I have almost never added a filter or effect to photos in Photoshop but I can’t get enough of them on my iPhone. I’m not sure why. Maybe it’s because it’s easy on the phone. You buy an app and play.
Photo processing on the desktop seems serious: industry standard software, large images, big monitors. An iPhone is fun. You can play with it anywhere and be influenced by anyone and anything including your neighbour’s dog. Or your neighbour.
I shot the above photo sitting on the front step after a run, then ran it through CrossProcess and then a couple of times through PicGrunger and then SquareReady. I did some other tinkering but this isn’t a tutorial. This is about moving away from the laptop for a while to learn a different, more immediate kind of photography.

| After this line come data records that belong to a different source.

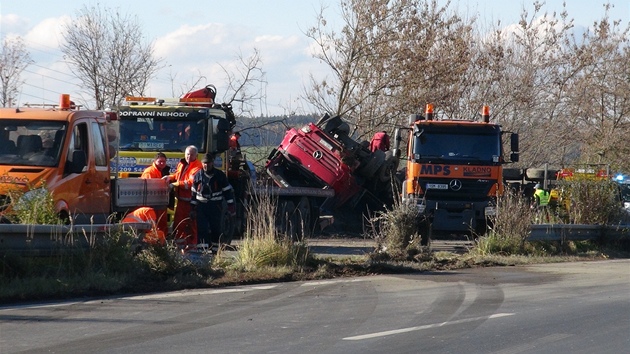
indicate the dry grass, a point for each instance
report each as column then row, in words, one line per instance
column 263, row 246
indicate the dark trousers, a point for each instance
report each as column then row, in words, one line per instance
column 209, row 222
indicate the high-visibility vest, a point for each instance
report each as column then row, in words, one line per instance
column 543, row 197
column 146, row 214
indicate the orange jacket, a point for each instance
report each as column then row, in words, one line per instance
column 184, row 177
column 380, row 141
column 151, row 172
column 146, row 214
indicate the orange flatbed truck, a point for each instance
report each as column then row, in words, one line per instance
column 68, row 151
column 454, row 171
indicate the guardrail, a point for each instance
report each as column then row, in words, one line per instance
column 52, row 239
column 574, row 232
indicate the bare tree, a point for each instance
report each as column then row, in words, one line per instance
column 14, row 58
column 389, row 59
column 246, row 84
column 566, row 94
column 105, row 50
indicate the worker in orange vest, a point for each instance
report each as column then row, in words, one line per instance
column 154, row 236
column 184, row 228
column 380, row 141
column 158, row 169
column 233, row 143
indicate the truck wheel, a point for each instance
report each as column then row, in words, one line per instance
column 286, row 219
column 538, row 174
column 303, row 211
column 376, row 161
column 425, row 229
column 389, row 167
column 512, row 173
column 229, row 226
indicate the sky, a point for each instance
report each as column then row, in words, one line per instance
column 197, row 38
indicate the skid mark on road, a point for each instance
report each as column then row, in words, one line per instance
column 429, row 326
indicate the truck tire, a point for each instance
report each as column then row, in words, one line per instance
column 425, row 230
column 286, row 219
column 229, row 227
column 389, row 168
column 303, row 210
column 371, row 167
column 512, row 174
column 538, row 174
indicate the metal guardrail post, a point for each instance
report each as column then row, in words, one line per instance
column 52, row 239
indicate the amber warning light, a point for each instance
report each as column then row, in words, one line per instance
column 429, row 111
column 64, row 101
column 485, row 114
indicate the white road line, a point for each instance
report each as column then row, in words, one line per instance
column 429, row 326
column 145, row 297
column 531, row 346
column 197, row 292
column 326, row 282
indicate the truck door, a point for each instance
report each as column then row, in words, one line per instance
column 89, row 201
column 101, row 189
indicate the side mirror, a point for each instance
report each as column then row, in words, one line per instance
column 78, row 163
column 514, row 143
column 397, row 139
column 223, row 135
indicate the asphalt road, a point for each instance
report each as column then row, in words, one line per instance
column 579, row 307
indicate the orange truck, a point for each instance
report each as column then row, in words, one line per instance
column 454, row 171
column 150, row 124
column 68, row 151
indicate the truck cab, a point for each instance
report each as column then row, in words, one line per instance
column 67, row 151
column 454, row 171
column 61, row 149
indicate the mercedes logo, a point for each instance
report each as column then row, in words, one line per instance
column 455, row 185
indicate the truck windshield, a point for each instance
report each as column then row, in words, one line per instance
column 162, row 134
column 31, row 143
column 470, row 145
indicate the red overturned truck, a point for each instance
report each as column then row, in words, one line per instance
column 323, row 174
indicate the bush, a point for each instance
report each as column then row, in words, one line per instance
column 395, row 231
column 588, row 201
column 263, row 246
column 35, row 206
column 508, row 228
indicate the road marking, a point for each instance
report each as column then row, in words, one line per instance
column 197, row 292
column 327, row 282
column 533, row 345
column 429, row 326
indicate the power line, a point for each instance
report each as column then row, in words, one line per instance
column 52, row 78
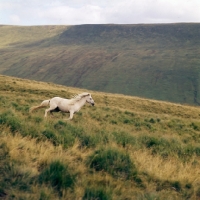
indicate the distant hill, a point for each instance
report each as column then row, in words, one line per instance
column 154, row 61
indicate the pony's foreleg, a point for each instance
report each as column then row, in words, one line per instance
column 70, row 116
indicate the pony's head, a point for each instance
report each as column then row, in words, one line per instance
column 89, row 99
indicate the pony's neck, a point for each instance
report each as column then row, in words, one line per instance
column 82, row 102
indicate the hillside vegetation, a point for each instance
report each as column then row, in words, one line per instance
column 154, row 61
column 122, row 148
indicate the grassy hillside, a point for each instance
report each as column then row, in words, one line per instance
column 154, row 61
column 122, row 148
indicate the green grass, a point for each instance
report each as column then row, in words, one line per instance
column 124, row 147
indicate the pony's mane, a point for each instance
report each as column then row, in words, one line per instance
column 78, row 97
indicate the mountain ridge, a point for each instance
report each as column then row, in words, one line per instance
column 158, row 61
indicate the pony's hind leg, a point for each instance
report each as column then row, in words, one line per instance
column 52, row 107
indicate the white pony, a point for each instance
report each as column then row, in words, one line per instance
column 65, row 105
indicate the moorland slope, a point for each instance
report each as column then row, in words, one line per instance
column 122, row 148
column 159, row 61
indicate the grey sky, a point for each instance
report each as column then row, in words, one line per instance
column 70, row 12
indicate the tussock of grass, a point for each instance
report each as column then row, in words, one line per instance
column 109, row 151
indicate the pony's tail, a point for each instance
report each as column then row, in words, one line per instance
column 45, row 103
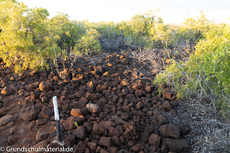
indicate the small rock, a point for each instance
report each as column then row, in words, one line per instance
column 154, row 139
column 97, row 129
column 90, row 86
column 31, row 125
column 173, row 112
column 177, row 145
column 105, row 141
column 93, row 108
column 138, row 93
column 46, row 112
column 35, row 95
column 12, row 140
column 148, row 89
column 167, row 105
column 6, row 91
column 88, row 127
column 112, row 149
column 29, row 116
column 168, row 93
column 41, row 121
column 113, row 132
column 6, row 119
column 41, row 135
column 44, row 99
column 70, row 141
column 76, row 112
column 161, row 120
column 103, row 151
column 70, row 122
column 36, row 109
column 79, row 133
column 144, row 136
column 45, row 86
column 41, row 144
column 185, row 129
column 80, row 148
column 92, row 145
column 25, row 140
column 139, row 105
column 170, row 131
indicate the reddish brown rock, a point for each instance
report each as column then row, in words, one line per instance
column 139, row 105
column 138, row 147
column 29, row 116
column 92, row 146
column 112, row 149
column 41, row 135
column 154, row 139
column 167, row 105
column 41, row 144
column 93, row 108
column 168, row 93
column 161, row 120
column 113, row 132
column 45, row 86
column 105, row 141
column 170, row 131
column 88, row 127
column 79, row 133
column 6, row 91
column 46, row 112
column 80, row 148
column 76, row 112
column 97, row 129
column 69, row 123
column 148, row 89
column 177, row 145
column 6, row 119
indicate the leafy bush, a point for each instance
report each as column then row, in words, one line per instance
column 88, row 43
column 207, row 70
column 20, row 40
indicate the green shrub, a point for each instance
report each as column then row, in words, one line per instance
column 88, row 43
column 207, row 70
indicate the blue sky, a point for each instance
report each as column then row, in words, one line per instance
column 172, row 11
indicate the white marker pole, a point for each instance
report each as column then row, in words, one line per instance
column 57, row 120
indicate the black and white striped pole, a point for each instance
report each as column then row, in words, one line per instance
column 57, row 120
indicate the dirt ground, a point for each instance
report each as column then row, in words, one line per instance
column 111, row 98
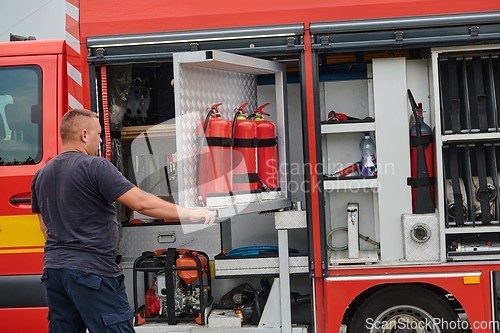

I didn’t do it all on the front step.
In fact, I don’t remember where I did the rest, but that’s the point. It could have been anywhere: waiting in line at Tim Horton’s, on the porch of the cottage, in the park, in the dark, on the toilet.
Some people text constantly in every nook and cranny of their day: me, I’ve started to photo process. And that’s the other odd metamorphosis: I’ve started to want to share my images, to become part of a community, to like a lot of people’s creations. I want to connect with the other people who are out snapping photos like crazy and processing them on the spot.
And I’m not interested in how people make their images. I’m more interested in the story of the photo, in the where and the who and the then what.
Photography has suddenly become more a part of the world as it is right this moment.